Agora, a tortura é sim cotidiana.

Um político disse que não podemos deixar de pensar a corrupção sob dois aspectos:

a) primeiro aspecto: a corrupção imediata e direta, isto é, aquele sujeito investido do trato da coisa pública colocar dinheiro nas meias e dizer que é pra comprar panetone;

b) segundo aspecto: a corrupção nas prioridades, ou seja, aquele sujeito investido do trato da coisa pública (que só pôde subir ali onde está porque muitas pessoas, em sua maioria pobres, oprimidas e necessitadas, fizeram um aceno permitindo que subisse) que, em vez de cuidar de alimentação, saúde, trabalho e educação, faz viaduto, faz estátua, faz palácio e dá nome de relevo pro palácio...

Seguraram seus cabelos, ali na proximidade da nuca, e puxaram com muita força em direção ao chão... Sentada e algemada com os braços por trás das costas era um animalzinho indefeso. Sujo de sangue. Seu próprio sangue, e sangue de dois ou três cabos. Aqueles cabos eram todos casados com mulheres, lindas, feias, burguesas e cosméticas, solícitas ou vagabundas. Casados, afetivos, mas ali em seu trabalho eles eram um pouco mais rústicos, secos, frios e frígidos, maldosos, impiedosos e desgraçados. Desagraciados. A graça, ali naquele momento, jamais lhes recairia...

Ela estava suja de excremento também. Fezes, urina, cuspe. Os cabos podem ser alemães, estadunidenses ou brasileiros. Tanto faz, todos são filhos da puta e torturadores. Não digo que eles mereçam a morte, porque a morte é um presente, mas que o melhor seria mesmo aniquila-los a todos, pra que evitemos de coexistir com a maléfica presença da tortura e de torturadores.

Encostaram-lhe o cano do revólver na nuca, era gélido, metálico, escuro, mas tudo estava escuro, e o pavor era muito mais aterrorizante no escuro. Apenas houvera claridade no momento do estupro – tudo o que foi feito antes e depois foi realizado na escuridão apavorante que a inexistência da visão produz.

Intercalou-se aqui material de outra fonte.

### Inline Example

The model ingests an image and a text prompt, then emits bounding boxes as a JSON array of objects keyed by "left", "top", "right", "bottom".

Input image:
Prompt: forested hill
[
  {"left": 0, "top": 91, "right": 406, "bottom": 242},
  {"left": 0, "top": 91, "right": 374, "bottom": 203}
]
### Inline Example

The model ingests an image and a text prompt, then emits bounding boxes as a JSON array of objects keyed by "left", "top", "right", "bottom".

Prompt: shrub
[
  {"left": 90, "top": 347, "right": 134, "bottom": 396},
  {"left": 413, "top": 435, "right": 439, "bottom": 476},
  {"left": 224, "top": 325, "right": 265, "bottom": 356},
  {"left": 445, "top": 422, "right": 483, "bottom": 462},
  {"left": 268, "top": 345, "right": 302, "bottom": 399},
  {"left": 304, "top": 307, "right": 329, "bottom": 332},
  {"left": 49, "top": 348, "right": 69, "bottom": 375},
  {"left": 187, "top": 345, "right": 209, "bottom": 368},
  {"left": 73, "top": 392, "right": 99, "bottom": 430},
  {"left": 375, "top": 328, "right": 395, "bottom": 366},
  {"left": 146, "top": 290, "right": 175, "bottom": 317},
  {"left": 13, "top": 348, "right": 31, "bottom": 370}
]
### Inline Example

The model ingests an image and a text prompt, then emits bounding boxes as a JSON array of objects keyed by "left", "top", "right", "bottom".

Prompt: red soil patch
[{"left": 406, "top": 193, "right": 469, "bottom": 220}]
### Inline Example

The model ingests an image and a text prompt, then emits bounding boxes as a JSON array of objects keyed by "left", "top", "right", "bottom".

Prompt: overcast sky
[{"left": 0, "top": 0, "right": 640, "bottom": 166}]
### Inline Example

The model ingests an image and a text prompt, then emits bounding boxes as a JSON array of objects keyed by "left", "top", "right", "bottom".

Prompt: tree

Pense que ela estava sendo torturada por ser comunista, por ter idéias, ideais e ideologias que visam modificar drasticamente o sistema-mundo no qual vivemos. Pense que ela estava sendo torturada por ser também uma torturadora nazista, na época em que Hitler centralizou o ódio do mundo, e esta tortura era o seu castigo, a sua sanção, a sua pena.

Pense que ela estava sendo torturada apenas na ficção das minhas palavras. Pense que ela estava sendo torturada como forma de retratar a tortura sofrida por você, mulher. Pense que ela estava sendo torturada para representar o grito de todos os torturados gritando concomitantemente juntos, unidos por um ideal de revolta, na repudia e no amargo sentimento de complacência para produzir uma luta lutada com paz, com o exemplo que a paz produz, e não com mais ódio.

Pense que ela estava sendo torturada apenas para que lembremos, numa crônica, que a tortura é cotidiana. Pense que Maria Isabela viveu cinco mil anos de existência em apenas cinco horas de tortura. Que hoje vive, mas que por cinco horas não viveu. Nem morreu.

A história de Maria Isabela parou o tempo, o nosso e o dela.